There was a news item last week about an MS sufferer who had his walking stick stolen. He had left it at a service station, and some young hoodlum had walked off with it. A radio station broadcast a plea for its return, and there was bit of talkback as a result - someone objected that if he left it behind then he must not really need it, someone else hotly came to the man's defence saying that with MS, sometimes you are fine and other times you are bad. The theft was apparently the culmination of this man's bad luck: he had lost his job, and as a result lost his house, in the meantime he had sold off most of his stuff in a vain endeavour to keep the house, and then - to cap everything! - his walking stick got stolen.
Don't laugh! Walking sticks seem to be very significant!
Don doesn't use one any more, having progressed (if that is the word I want, hardly appropriate, is it?) to a walking frame and then a wheelchair. But here is his collection:
Why so many? Do people really need more than one? Apparently so. I took a photo of them all and when I was with Don yesterday I asked him to remind me what they were all for. Here's what he said:
I sold another batch of books on ebay, and several people have been curious to know which books sold and which did not.
Again, I sold exactly half of the books I listed. First time around I sold 10 out of 20 books. This time, ebay had a promotion offering free listings for March (usually it costs 30 - 50 cents to list each item) so I bunged on another 16, and sure enough, I have sold 8! So it seems 50% is a good rule of thumb when it comes to books.
I was surprised with what did NOT sell. Probably I have an assumption that internet people are more into self-help, spirituality sort of stuff. Hence I expected that Caroline Jones "The Search for Meaning" would be first to go - but no, not a single bid, not even at 99 cents. Ditto Steve Biddulph's "Stories of Manhood". And I did think that there were enough animal lovers out there - dog lovers in particular - to get "Great Working Dog Stories" for 99 cents. But no. (If you wonder about everything being listed at a starting price of 99 cents, well the free listings only applied to 99 cent listings, but it's best to start low in any case.)
But Kerry Greenwood "Queen of the Flowers" was a winner, a little paperback that everyone was bidding frantically for, and eventually sold for $15.90, plus postage of course.

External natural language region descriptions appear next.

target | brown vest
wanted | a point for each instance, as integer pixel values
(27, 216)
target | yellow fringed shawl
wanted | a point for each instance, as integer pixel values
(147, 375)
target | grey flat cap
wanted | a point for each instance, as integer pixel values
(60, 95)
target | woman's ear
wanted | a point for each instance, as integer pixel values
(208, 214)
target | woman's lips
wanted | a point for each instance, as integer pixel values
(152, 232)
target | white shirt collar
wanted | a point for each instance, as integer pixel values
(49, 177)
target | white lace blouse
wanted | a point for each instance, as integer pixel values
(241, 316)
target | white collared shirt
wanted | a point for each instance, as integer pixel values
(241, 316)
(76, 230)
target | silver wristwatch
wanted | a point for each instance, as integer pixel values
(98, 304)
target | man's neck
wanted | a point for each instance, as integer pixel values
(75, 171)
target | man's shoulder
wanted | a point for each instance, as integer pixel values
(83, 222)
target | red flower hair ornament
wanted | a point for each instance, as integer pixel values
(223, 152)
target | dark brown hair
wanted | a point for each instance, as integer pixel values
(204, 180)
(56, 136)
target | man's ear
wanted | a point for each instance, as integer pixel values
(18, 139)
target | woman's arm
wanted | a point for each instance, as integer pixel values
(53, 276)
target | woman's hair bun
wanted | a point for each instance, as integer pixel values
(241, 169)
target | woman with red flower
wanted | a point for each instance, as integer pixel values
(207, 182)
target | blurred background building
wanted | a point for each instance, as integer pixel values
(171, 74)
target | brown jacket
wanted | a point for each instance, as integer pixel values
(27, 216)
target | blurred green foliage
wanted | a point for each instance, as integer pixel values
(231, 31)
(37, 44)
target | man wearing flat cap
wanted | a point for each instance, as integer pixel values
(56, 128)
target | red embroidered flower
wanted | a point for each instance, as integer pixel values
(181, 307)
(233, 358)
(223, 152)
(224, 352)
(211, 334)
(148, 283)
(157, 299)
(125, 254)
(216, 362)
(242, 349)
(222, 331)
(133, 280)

Kerry Greenwood is an Australian writer of whodunits, heroine Phryne Fisher, and set in Melbourne in the 1920's. I was given it for Christmas a couple of years ago, and although it was quite readable I wasn't sufficiently keen to go out and read more Kerry Greenwoods, so I was most surprised that she apparently has such a following.
People also bid for "World of Tears" the story of Father Chris Riley, and Ian McEwen's "The Innocent" but everything else just went for the basic 99 cents plus postage.
One book I was surprised but pleased to have no bids for, was "Shackleton's Forgotten Men". It's fascinating and I think I prefer to keep it.

When Shackleton set out to cross the Antarctic in 1915, he had a small support party that went to the opposite side of the continent and crossed towards Shackleton's group setting up a lifeline of depots for the coming party. Of course, Shackleton got frozen in and didn't come but they weren't to know that, so they went ahead anyway. It's a good read.